News about IT at Indiana University and the world


Teaching Text Analysis with R

Developing an open instructional workflow - in R - for text analysis.

The Cyberinfrastructure for Digital Humanities (CyberDH) group has developed an open instructional workflow – in R – for text analysis that aims to build algorithmic understanding and basic coding skills before scaling up analyses. The aim is to provide code templates that are open, repeatable, and sustainable and can be adapted, remixed, and scaled to fit a wide range of text analysis tasks. To this end, we have created a three-step process of introducing R: web-deployed Shiny apps, highly marked up RNotebooks, and lightly commented RScripts, both in “regular” and higher performance versions. All are available for download on Github (with associated sample data from Shakespeare and Twitter).

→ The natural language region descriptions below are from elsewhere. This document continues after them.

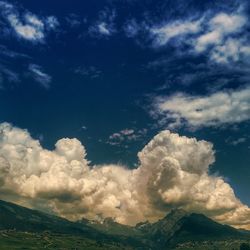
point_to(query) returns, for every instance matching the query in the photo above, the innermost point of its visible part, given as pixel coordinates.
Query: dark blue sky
(115, 73)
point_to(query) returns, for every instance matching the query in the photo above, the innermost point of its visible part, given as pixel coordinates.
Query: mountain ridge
(177, 227)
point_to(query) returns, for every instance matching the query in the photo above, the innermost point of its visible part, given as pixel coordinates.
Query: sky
(112, 75)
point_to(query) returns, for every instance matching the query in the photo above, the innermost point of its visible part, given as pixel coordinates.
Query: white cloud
(131, 28)
(52, 22)
(221, 37)
(168, 31)
(38, 75)
(104, 29)
(173, 173)
(125, 136)
(223, 107)
(219, 28)
(237, 141)
(105, 25)
(27, 31)
(28, 26)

For scholars and students doing original work in this area, an understanding of fundamentals of the coding behind text analysis is necessary for them to be full participants in the research and to be able to question results adequately. They may also engage in a self-directed interactive dialog with their analysis, rather than following a fixed workflow prescribed by GUI-driven analysis tools. For example, when using these tools (the Shiny app), a user can see that there are 70 instances of the word ‘father’ in Hamlet. King Lear only boasts five more at 75. Thus, the spectral father in Hamlet, who dies before the play begins, is almost as present as the physical father (Lear himself) whose entire dilemma revolves around how to best pass on his role as king/father to an entire kingdom. Via the RNotebooks and code remixing, the user is then able to look at the role of fatherhood across the Shakespearean dramatic corpus.

Caption:  Shiny web app of frequent terms in eight popular Shakespeare plays. This simple frequency count reveals that the spectral father in Hamlet is almost as present as the physical father who dominates King Lear.